A punto de culminar su construcción aparecen, como
decíamos, nuevos problemas que no soslaya y que intenta resolver de acuerdo con
su posición básica fundamental. Podemos reducirlos a los siguientes:
Necesidad de un principio rector: de «una autoridad
reconocida y reconocible» (p. 178) en esa civilización del Eros. Ahora, como en
otros pasajes del libro, Marcuse se ve obligado a razonar en parte con términos
de metafísica tradicional, y nos dirá que «las relaciones jerárquicas no están in
se exentas de libertad; la civilización hace en gran parte un justo
reconocimiento de la autoridad racional, si está basada a su vez sobre él saber
y la necesidad» (pp. 178‑179). Pero inmediatamente dará a esas palabras
un giro de carácter totalitario para decirnos que «la libertad del individuo y
la del conjunto podrán tal vez ser conciliadas por una <voluntad general'
que se concretará en instituciones dirigidas a satisfacer deseos individuales.
No se dice que las renuncias y dilaciones requeridas por la voluntad general
deban ser humillantes... ni que su razón deba ser autoritaria» (p. 179). Sin
embargo; eso no resuelve nada, y Marcuse lo comprende al preguntarse trata de
nuevo: «¿quién está autorizado a establecer e imponer las normas objetivas?»
(p. 179). La respuesta, reducida al campo concreto de la educación, viene
formulada así: «De Platón a Rousseau, la única respuesta honesta ―al
interrogante planteado― ha sido dada por la idea de una dictadura en el
campo de la educación, ejercitada por quienes se considera que hayan alcanzado
el conocimiento del Bien real» (p. 179).
El Bien real (con mayúscula, como lo escribe
Marcuse, no debería ser otro sino Dios) funda ontológicamente cuantos bienes
reales se presentan al hombre; la investigación metafísica de éstos conduce a
su fundamento, a Dios. Y su conocimiento como Bien y Ser absoluto hace que en
función de El se establezcan las normas objetivas, que no resultan impuestas
(término que en Marcuse, y más en este contexto, no difiere de otros como
dominio, dictadura y represión), sino que son expresión del orden querido por
Dios que desea el bien del hombre, ordenando así su actividad. Pero la actitud
agnóstica de Marcuse frente al conocimiento de ese Bien real, o frente a la
consideración metafísica de cualesquiera otros bienes ' le hace rechazar todo
principio de autoridad procedente del Ser, y se desprende con notable desenfado
del Bien real. Nos dice que la respuesta al interrogante planteado
―¿quién puede dar normas objetivas?― «ha sido superada» (p. 179)

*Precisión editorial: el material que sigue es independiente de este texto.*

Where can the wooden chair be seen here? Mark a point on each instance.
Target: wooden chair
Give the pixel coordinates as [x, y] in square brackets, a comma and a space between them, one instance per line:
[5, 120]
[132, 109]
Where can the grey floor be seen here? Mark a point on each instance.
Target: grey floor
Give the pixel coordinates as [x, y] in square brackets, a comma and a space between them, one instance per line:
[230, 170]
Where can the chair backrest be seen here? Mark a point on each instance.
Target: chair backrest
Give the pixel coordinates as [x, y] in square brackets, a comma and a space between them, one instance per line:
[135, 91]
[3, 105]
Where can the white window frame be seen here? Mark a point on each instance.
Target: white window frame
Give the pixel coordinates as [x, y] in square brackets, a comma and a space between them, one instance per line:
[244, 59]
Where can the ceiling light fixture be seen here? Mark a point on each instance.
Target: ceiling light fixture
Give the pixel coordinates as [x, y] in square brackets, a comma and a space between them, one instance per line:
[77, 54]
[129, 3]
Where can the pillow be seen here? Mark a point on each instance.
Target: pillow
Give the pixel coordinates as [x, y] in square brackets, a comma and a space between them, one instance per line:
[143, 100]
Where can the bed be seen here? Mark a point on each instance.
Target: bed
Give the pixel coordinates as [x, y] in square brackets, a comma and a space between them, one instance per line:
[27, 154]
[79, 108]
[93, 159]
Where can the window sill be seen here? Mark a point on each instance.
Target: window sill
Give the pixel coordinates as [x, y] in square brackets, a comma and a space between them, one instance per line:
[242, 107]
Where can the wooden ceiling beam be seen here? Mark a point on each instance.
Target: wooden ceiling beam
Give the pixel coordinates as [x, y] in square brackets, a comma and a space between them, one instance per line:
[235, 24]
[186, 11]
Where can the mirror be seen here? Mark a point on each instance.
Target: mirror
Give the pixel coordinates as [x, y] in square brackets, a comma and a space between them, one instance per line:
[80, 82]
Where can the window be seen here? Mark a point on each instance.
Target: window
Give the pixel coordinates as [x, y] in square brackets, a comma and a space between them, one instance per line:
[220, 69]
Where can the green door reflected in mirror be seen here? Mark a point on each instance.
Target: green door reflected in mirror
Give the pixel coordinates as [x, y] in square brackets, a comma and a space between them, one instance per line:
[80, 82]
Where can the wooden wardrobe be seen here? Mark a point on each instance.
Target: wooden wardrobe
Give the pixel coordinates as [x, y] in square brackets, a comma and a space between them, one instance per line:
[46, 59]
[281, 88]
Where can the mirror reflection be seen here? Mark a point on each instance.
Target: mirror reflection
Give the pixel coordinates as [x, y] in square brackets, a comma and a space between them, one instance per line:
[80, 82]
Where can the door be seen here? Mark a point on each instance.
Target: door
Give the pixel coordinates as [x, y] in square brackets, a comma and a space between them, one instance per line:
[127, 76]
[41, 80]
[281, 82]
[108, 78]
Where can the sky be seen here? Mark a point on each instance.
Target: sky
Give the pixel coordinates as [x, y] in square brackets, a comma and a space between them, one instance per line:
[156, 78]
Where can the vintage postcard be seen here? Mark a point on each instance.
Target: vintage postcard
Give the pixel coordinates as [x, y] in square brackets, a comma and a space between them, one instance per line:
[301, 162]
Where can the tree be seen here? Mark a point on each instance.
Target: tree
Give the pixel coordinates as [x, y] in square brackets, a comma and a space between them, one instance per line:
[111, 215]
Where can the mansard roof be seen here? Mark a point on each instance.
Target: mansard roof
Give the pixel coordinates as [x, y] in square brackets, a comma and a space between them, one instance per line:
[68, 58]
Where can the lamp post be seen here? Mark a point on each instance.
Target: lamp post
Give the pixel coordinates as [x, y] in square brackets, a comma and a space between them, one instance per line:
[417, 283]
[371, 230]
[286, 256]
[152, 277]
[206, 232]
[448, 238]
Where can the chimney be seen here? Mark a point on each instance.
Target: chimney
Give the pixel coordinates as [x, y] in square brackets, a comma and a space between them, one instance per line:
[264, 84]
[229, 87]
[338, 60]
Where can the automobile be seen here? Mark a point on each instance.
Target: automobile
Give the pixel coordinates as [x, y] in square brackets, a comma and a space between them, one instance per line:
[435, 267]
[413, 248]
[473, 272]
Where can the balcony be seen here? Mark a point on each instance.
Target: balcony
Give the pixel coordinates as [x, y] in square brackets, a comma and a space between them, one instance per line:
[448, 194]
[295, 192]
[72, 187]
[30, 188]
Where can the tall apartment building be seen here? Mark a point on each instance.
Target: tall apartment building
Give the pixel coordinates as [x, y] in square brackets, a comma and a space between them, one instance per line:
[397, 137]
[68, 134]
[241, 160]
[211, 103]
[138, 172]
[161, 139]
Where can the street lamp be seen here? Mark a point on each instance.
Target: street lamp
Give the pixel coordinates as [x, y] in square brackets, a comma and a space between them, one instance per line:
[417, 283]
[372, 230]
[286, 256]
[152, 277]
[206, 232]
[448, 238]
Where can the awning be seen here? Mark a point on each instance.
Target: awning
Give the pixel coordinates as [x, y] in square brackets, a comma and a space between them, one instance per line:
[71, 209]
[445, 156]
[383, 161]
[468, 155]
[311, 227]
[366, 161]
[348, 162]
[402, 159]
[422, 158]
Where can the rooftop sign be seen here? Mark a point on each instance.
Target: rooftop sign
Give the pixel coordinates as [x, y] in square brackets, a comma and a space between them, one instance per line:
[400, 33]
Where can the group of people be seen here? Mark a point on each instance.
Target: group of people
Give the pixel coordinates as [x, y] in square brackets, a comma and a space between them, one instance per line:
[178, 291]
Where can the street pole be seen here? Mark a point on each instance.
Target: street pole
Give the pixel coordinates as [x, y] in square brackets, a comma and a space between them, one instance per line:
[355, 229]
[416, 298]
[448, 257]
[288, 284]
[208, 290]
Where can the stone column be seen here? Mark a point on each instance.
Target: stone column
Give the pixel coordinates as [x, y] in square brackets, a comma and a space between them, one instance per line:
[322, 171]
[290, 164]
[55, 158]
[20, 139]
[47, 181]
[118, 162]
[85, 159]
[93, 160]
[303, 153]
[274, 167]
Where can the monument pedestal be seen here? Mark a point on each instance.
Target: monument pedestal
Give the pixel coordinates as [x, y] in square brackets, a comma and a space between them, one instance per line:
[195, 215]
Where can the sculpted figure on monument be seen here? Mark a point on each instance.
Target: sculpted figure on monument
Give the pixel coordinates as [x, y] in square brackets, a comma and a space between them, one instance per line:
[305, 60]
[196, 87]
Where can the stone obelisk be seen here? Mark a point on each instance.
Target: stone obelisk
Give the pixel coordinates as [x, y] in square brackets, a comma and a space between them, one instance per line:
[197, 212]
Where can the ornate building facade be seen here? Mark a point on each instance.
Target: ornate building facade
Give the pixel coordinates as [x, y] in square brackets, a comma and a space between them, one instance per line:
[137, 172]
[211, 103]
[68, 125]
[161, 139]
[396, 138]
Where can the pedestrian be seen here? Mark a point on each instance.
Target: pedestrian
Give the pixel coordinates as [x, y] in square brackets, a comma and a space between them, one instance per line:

porque ese Bien real no tiene sentido, y así «el conocimiento de medios
disponibles aptos para crear una existencia humana para todos no es ya
privilegio de una élite particular» (p. 179). Se esfuma de este modo la
solución del problema para aparecer de nuevo ante la:
b) Necesidad de una moral: La dificultad continúa
siendo idéntica: ¿quién puede establecer normas morales? La respuesta, al fin,
tenía que llevarnos necesariamente a lo que Marcuse ha erigido como fuerza
constructora de lo real: es el Eros mismo el que crea las limitaciones, en su
propio seno, y no como algo impuesto desde fuera; no podía esperarse otra cosa:
«¿Existe en el Eros una autoconstrucción 'natural' de tal modo que su
satisfacción genuina pida una dilación, un camino indirecto, una parada? En
este caso existirían obstáculos y limitaciones impuestas no externamente por un
principio represivo, sino puestas y aceptadas por el instinto mismo, porque
estas limitaciones tienen un valor intrínseco relativo a la libido» (p. 180).
Marcuse encuentra en el contexto de la teoría freudiana
argumentos en apoyo de esa «moral» de la libido, de su autodeterminación: «las
barreras y limitaciones, lejos de negar el placer, pueden funcionar como un
premio dado al placer... Lo que distingue a éste de la ciega satisfacción de un
deseo es el rechazo del instinto de agotarse en una satisfacción inmediata, su
facultad de construir y usar barreras para hacer más intenso su cumplimiento;
... las barreras contra la satisfacción absoluta se transformarían en elementos
de libertad humana» (p. 181).
Se trata, como puede verse, de una concepción
radicalmente falsa de la moral: lo normativo de la acción ―que en Marcuse
es actividad sensible― se desliga por completo del ser y se hace depender
exclusivamente del Eros, concebido como fuerza primigenia y como fin último; en
ese mundo de sensualidad habría elecciones, rechazos, «antagonismos generados
por el primado del principio del placer..., pero estos conflictos tendrían
ellos mismos valor de libido: estarían permeados por la racionalidad de la
satisfacción. Esta racionalidad sensual tiene en sí misma las propias
leyes morales» (p. 181). La «racionalidad» de la satisfacción sensible se
impone, pues para Marcuse, con desprecio de la racionalidad del ser.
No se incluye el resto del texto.